My daughter thinks biting is funny. I think she’ll grow out of it (with a litte help from the constant refrain of “Don’t bite me, please.”) She’s almost one now, and I see other babies who, when they play together pull hair or poke eyes (and she does those things too), but I haven’t seen too much biting. Is there anything going on to worry about?
MBD/Tiffany:
Yay! Yes! I agree 1000% with MBG about Tiffany’s question. In fact, see the post I just put up about this. (”Babies and Sleep: Keeping Us Guessing”). It’s actually a summary of a much longer exchange I had with a reader/friend about this issue. She, like many of us, worries about long-term consequences of the schedule thing. But I am here to tell you: You can make yourself crazy about this, all to no affect. MDG is right. Follow a GENERAL SCHEDULE. Modify as necessary. Take your cues from your baby. Can he handle a little modification at times? Then go for it. Or, perhaps today, he is crabby and might need a quieter, sleepier day. So be it.
More soon on this exact topic. Thanks ladies!
BACKPACKING DAD:
Aha! The biting thing. Well, it’s basically the same advice as the gagging thing. Don’t give it any undue response. Unemotionally say “no biting”. Give her something that she CAN bite. Did you see my “Biting Babies” post from awhile back? Reader Amy had a related question; see if that helps, and keep racking your brain for more questions! There will be a pop quiz at the end of the month!
I know this post is a little old, but I just found this blog and I have a question I could really use some help with.
I have a two month old, my first daughter, and I have trouble gauging when to put her down and when to pick her up and play with her. I’ve heard so much about things to do to encourage her to develop, I feel guilty when I put her in her chair to go get some stuff done. Sometimes I’ve having so much fun exchanging smiles I don’t care about what else I need to do, but other times I just feel guilty for letting her sit by herself for a bit.

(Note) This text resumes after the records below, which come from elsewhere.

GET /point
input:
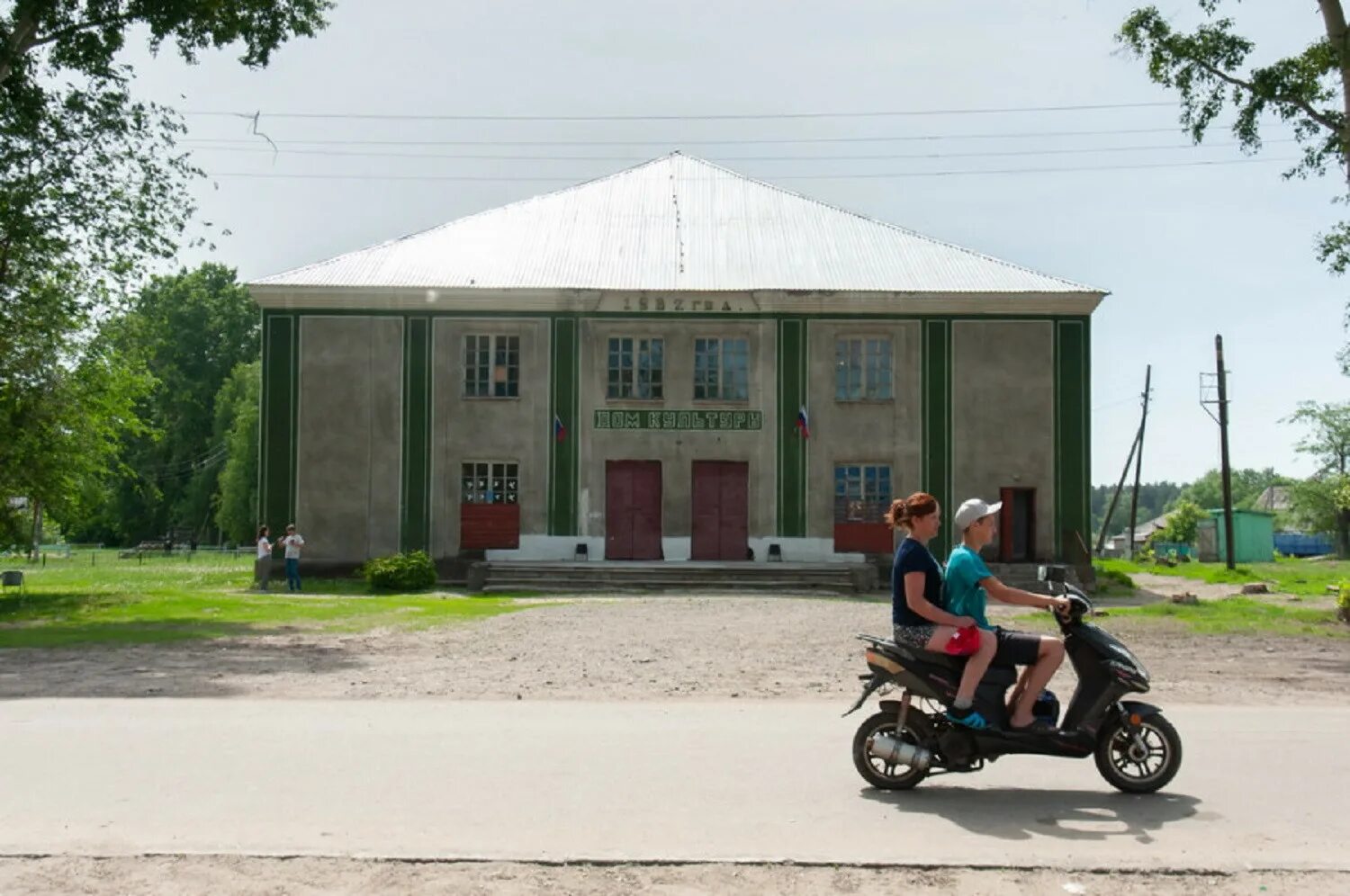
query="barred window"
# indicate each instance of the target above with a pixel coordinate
(863, 370)
(861, 491)
(721, 369)
(489, 482)
(491, 366)
(636, 367)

Plus, while she’s a great night sleeper she hates taking naps during the day even though she really needs them. I often spend a lot of time holding her and rocking her to get her to go to sleep. Also, when I put her down in her bassinet half the time she wakes back up crying, so I end up holding her while she naps a lot of the time as well.
And a big part of my problem is that I really don’t want to be like my mom, who I feel was pretty neglectful of me and my siblings. So, when I feel like I’m neglecting her I feel like I’m being like my mom, which is exactly what I don’t want to do.
So, my question is, just how much do I need to play with and interact with my baby? How much is it okay to sit and let her play by herself?